Para impulsionar a realização, a criatividade e a inovação, você deve se tornar um “esticador”, em vez de manter a “mentalidade perseguidora” usual; quatro fatores vão prepará-lo para isso.
O Cara da Kombi, como alguns o chamam afetuosamente, mora em uma kombi detonada, ano 1978, apelidada de Salsicha em homenagem ao personagem do desenho animado Scooby-Doo. Quando o motor do veículo falha, ele tenta consertá-lo com fita adesiva para evitar incômodos e o custo de ir ao mecânico. O fogão portátil o ajuda a preparar refeições frescas e saudáveis.
É 2015, e Salsicha passará parte do ano estacionada atrás das lixeiras de um Walmart em Dunedin, Flórida. Durante o dia, o Cara da Kombi garante a ginástica graças à barra de exercício dos carrinhos de compras, mantendo-se em ótima forma. Apesar de Salsicha não ser um veículo grande, há espaço suficiente para guardar a única calça jeans, o saco de dormir e os cadernos nos quais ele escreve à noite, quando não está lendo algum livro.
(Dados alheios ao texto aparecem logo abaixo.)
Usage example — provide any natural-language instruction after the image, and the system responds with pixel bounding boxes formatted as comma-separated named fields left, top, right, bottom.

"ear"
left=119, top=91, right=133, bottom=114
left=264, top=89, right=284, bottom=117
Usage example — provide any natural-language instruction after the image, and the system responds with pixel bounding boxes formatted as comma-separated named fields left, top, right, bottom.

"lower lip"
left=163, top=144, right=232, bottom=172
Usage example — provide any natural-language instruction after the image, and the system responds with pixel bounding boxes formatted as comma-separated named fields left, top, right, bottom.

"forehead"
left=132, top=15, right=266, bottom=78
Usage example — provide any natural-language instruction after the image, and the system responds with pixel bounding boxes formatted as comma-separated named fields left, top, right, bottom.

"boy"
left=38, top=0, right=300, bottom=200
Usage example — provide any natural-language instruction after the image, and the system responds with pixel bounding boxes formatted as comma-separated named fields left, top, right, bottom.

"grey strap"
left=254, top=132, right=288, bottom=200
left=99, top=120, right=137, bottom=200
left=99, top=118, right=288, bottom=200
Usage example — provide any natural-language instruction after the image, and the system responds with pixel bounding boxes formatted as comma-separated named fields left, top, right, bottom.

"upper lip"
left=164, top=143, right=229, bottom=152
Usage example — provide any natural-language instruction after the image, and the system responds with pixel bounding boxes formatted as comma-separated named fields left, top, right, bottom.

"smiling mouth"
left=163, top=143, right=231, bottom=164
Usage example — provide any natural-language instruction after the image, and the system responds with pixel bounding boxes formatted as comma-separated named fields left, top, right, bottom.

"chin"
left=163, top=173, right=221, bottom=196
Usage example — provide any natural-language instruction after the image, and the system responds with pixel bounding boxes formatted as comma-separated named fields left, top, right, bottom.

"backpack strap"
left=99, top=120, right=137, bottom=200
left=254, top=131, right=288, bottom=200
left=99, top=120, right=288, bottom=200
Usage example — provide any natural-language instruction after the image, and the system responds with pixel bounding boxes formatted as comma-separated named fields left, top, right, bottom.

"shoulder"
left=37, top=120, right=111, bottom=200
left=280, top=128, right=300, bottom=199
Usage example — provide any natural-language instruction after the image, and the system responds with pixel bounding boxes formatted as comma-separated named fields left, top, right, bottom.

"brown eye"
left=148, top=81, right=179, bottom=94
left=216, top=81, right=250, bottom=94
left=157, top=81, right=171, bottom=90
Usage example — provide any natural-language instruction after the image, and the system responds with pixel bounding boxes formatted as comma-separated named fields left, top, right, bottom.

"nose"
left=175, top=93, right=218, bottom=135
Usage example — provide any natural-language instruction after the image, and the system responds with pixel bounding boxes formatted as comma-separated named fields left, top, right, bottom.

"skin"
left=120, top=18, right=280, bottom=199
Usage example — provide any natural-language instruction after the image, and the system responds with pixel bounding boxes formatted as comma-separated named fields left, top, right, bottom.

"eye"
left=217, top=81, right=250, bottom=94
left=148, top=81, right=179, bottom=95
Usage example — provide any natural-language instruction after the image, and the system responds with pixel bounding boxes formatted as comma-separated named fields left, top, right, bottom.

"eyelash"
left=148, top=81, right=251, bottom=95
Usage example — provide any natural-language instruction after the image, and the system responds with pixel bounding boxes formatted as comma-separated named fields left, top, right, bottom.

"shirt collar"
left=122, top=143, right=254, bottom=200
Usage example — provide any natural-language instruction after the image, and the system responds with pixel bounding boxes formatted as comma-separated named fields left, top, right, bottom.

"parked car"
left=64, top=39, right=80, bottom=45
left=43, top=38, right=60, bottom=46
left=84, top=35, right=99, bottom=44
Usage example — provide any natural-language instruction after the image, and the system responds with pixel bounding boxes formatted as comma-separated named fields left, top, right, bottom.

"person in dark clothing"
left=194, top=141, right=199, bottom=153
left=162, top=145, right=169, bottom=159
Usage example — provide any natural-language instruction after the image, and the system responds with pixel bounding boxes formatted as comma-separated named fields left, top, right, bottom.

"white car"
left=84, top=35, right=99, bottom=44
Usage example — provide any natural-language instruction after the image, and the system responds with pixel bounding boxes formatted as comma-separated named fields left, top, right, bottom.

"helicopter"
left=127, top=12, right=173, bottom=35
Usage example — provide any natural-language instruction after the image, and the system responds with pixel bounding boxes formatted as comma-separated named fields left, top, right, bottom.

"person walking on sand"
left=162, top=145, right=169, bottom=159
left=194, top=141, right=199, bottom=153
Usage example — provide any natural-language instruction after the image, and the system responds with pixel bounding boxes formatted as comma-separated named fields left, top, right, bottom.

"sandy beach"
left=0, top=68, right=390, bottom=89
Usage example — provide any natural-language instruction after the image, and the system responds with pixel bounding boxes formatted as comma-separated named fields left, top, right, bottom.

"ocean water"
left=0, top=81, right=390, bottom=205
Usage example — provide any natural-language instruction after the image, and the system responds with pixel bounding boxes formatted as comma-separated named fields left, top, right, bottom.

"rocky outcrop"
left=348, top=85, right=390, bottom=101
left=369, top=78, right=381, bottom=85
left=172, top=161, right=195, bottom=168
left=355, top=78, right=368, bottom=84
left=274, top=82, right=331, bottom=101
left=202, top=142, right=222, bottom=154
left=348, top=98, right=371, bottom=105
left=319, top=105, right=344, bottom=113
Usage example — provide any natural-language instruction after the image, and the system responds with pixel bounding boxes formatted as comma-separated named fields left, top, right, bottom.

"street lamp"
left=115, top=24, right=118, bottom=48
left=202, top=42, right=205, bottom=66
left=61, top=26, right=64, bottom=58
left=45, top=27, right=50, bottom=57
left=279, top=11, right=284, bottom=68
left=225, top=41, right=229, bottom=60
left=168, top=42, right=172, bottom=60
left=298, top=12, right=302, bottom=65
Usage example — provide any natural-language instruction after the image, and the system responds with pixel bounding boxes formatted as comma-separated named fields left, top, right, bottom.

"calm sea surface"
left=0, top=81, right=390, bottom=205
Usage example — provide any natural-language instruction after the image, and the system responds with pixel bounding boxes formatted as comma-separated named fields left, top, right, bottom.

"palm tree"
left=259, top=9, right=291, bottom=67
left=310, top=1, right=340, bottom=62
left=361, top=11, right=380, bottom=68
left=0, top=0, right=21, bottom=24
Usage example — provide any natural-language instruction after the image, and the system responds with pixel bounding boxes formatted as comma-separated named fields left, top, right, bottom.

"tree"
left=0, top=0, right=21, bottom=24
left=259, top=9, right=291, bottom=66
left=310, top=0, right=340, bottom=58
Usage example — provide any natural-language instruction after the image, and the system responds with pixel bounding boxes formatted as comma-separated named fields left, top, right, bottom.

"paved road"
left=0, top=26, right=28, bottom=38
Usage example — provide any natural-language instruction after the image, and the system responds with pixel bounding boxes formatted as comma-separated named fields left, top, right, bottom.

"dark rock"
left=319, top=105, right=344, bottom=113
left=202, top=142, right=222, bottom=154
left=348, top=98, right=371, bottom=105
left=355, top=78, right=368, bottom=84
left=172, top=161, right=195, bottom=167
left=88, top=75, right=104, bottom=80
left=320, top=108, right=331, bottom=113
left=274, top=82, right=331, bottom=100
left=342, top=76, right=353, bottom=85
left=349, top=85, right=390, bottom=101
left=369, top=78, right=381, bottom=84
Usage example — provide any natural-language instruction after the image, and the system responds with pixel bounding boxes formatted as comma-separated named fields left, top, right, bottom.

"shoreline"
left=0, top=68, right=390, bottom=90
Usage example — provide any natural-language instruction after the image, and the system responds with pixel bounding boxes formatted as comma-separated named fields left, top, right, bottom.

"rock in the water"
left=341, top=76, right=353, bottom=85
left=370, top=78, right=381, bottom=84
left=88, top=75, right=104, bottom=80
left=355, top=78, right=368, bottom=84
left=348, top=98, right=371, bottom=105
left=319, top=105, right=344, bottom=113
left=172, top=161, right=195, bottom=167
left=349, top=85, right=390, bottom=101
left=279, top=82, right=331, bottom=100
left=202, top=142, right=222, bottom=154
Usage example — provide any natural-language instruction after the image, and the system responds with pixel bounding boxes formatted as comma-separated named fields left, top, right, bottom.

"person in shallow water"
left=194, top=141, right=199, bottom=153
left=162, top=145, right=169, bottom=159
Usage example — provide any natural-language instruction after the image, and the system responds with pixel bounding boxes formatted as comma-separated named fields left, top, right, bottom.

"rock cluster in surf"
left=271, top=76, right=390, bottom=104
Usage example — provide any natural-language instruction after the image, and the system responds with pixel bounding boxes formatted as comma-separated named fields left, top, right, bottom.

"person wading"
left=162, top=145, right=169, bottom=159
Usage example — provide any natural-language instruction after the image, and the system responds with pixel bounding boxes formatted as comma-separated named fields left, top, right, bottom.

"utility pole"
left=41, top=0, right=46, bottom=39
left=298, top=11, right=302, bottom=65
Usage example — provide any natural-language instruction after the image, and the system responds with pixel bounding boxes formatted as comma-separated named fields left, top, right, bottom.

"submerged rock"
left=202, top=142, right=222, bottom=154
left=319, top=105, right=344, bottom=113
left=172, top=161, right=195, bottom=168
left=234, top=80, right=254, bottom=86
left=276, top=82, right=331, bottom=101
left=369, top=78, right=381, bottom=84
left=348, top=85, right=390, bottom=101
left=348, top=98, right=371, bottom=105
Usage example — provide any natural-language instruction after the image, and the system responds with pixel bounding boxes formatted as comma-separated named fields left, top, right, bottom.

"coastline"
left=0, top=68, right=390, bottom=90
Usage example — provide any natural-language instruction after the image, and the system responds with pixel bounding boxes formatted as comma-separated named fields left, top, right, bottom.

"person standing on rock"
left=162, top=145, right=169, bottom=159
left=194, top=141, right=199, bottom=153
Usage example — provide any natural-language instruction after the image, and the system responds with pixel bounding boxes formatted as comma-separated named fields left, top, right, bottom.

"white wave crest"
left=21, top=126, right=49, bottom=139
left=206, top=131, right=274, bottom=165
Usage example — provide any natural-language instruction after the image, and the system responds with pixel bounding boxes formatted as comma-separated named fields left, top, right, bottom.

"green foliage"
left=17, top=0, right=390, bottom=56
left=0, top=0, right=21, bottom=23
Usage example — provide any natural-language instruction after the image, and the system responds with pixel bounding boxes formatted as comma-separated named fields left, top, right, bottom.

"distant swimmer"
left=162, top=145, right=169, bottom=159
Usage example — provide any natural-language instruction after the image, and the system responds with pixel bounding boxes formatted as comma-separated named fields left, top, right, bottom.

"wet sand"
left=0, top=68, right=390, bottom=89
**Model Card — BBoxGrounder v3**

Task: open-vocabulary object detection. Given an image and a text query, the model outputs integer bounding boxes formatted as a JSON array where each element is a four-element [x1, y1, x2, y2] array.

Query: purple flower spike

O Cara da Kombi gosta de seu estilo de vida peculiar, porque lhe permite apreciar o que possui sem distrações em relação ao que os outros possuem e também o aproxima da vida ao ar livre de que tanto gosta. Compradores curiosos às vezes param para olhar seu carro no estacionamento do Walmart, perguntando-se sobre a pessoa aparentemente estranha que mora ali. Alguns são empáticos com a situação de aperto que o homem parece enfrentar e lhe oferecem comida ou dinheiro. Ele recusa todas essas ofertas educadamente. Quando conversam com ele, ficam sabendo de uma informação surpreendente.
O Cara da Kombi é multimilionário. Ele poderia com facilidade bancar uma das casas espaçosas da vizinhança. Escolheu a vaga no estacionamento do Walmart não por ser um errante, mas porque ela o coloca no espaço mental correto para esticar os recursos e, desse modo, conquistar seus sonhos de vida. “Quando vive em uma kombi, você precisa apreciar o que tem.” Sua filosofia pessoal é: “A vida é como um oceano. Ela vai mandar ondas boas e ruins, mas no fim do dia você vai surfar na que aparecer a sua frente”.
O estacionamento do Walmart também oferece a conveniência de estar a apenas 4,8 quilômetros do trabalho, onde ele orgulhosamente estaciona sua kombi perto dos carros esportivos luxuosos e das SUVs paramentadas de seus colegas. Depois de desfrutar um café coado feito em seu fogão, ele trabalha em um emprego que muitas crianças adorariam ter quando crescerem.
O Cara da Kombi é Daniel Norris, jogador da liga principal de beisebol da América do Norte.
Em 2011, Norris era o principal candidato a ocupar a vaga de arremessador do Toronto Blue Jays. Depois de receber US$ 2 milhões de bônus ao entrar no time, fez o que as pessoas fazem quando estão com dinheiro: foi às compras. Um de seus novos colegas, que tinha acabado de sacar seu próprio bônus, organizou uma orgia de três horas no shopping center local. Os colegas de Norris gastaram dezenas de milhares de dólares em apetrechos e equipamentos. A única aquisição de Norris: uma camiseta Converse que comprou em oferta por US$ 14. “Só porque o dinheiro está lá não significa que você tem de ter coisas mais legais do que antes”, diz ele.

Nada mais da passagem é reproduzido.